834. Sum of Distances in Tree

Problem Link

Description

---

There is an undirected connected tree with n nodes labeled from 0 to n - 1 and n - 1 edges.

You are given the integer n and the array edges where edges[i] = [ai, bi] indicates that there is an edge between nodes ai and bi in the tree.

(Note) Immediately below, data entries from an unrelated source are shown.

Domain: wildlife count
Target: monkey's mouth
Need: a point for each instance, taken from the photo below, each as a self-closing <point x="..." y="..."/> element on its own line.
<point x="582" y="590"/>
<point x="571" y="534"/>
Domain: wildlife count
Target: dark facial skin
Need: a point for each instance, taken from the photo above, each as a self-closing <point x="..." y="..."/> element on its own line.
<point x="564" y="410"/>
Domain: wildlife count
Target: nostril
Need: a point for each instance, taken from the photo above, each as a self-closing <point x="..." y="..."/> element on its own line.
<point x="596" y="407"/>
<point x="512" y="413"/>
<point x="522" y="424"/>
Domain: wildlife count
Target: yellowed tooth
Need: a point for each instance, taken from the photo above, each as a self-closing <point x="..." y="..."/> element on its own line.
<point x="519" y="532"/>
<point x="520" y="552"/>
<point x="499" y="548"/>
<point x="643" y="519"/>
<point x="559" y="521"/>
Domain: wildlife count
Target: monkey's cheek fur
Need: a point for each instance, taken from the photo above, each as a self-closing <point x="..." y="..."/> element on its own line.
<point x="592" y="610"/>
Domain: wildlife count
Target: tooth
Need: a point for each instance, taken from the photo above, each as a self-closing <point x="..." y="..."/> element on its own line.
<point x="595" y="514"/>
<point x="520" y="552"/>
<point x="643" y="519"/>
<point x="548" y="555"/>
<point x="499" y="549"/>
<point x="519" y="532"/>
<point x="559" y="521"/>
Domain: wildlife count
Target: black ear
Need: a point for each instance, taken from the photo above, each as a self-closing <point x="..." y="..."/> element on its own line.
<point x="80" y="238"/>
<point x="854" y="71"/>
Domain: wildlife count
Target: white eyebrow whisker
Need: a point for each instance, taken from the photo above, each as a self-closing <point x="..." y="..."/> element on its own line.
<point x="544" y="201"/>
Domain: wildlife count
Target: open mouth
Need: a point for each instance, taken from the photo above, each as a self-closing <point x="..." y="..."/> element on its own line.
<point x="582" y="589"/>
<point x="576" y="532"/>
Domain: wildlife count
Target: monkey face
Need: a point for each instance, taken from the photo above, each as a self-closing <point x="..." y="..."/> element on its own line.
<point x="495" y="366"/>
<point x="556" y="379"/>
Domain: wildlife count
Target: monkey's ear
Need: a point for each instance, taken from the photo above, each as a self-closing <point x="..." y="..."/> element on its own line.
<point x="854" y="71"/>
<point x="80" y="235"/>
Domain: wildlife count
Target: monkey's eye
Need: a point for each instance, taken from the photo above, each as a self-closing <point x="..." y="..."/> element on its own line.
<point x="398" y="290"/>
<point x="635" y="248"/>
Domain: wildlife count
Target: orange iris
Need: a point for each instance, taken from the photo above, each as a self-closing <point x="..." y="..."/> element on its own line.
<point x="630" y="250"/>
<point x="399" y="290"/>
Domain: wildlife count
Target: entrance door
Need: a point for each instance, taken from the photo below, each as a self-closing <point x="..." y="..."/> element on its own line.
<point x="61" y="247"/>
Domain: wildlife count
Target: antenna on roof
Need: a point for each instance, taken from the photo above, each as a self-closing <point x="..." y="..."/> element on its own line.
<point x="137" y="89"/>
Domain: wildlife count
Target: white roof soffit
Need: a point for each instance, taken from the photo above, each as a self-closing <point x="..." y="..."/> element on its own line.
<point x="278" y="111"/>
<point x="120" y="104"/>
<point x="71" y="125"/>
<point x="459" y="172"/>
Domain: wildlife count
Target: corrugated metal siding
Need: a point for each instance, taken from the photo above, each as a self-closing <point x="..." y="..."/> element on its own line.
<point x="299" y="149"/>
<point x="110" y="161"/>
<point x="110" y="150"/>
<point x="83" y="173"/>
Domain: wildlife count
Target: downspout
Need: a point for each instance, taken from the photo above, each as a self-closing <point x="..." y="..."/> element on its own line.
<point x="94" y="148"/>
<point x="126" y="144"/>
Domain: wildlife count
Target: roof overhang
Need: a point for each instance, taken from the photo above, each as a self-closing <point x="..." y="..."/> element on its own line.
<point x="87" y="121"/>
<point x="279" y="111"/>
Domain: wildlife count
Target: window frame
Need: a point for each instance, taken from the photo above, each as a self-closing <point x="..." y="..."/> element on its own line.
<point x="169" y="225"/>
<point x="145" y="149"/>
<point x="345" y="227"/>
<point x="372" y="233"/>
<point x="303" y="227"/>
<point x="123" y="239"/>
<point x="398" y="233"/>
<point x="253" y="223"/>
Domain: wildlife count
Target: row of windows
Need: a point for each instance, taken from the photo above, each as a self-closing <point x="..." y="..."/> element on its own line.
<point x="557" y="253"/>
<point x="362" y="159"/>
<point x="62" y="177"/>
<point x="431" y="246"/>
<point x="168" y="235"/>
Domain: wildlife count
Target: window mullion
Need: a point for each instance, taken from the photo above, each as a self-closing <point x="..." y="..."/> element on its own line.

Return an array answer of length n where answer[i] is the sum of the distances between the ith node in the tree and all other nodes.

 

Example 1:

Input: n = 6, edges = [[0,1],[0,2],[2,3],[2,4],[2,5]]
Output: [8,12,6,10,10,10]
Explanation: The tree is shown above.
We can see that dist(0,1) + dist(0,2) + dist(0,3) + dist(0,4) + dist(0,5)
equals 1 + 1 + 2 + 2 + 2 = 8.
Hence, answer[0] = 8, and so on.

Example 2:

Input: n = 1, edges = []
Output: [0]

Example 3:

Input: n = 2, edges = [[1,0]]
Output: [1,1]

 

Constraints:

• 1 <= n <= 3 * 104
• edges.length == n - 1
• edges[i].length == 2
• 0 <= ai, bi < n
• ai != bi
• The given input represents a valid tree.

Solution

---

Python3

class Solution:
    def sumOfDistancesInTree(self, n: int, edges: List[List[int]]) -> List[int]:
        graph = defaultdict(list)
 
        for a, b in edges:
            graph[a].append(b)
            graph[b].append(a)
        
        count = [0] * n
        res = [0] * n
 
        def dfs(node, prev):
            for adj in graph[node]:
                if adj == prev: continue
 
                dfs(adj, node)
                count[node] += count[adj]
                res[node] += res[adj] + count[adj]
            
            count[node] += 1
        
        def dfs2(node, prev):
            for adj in graph[node]:
                if adj == prev: continue
                # closer -> count[adj] gets 1 closer to the root
                # further -> n - count[adj] gets 1 further to the root
                res[adj] = res[node] - count[adj] + n - count[adj]
                dfs2(adj, node)
 
        
        dfs(0, -1)
        dfs2(0, -1)
 
        return res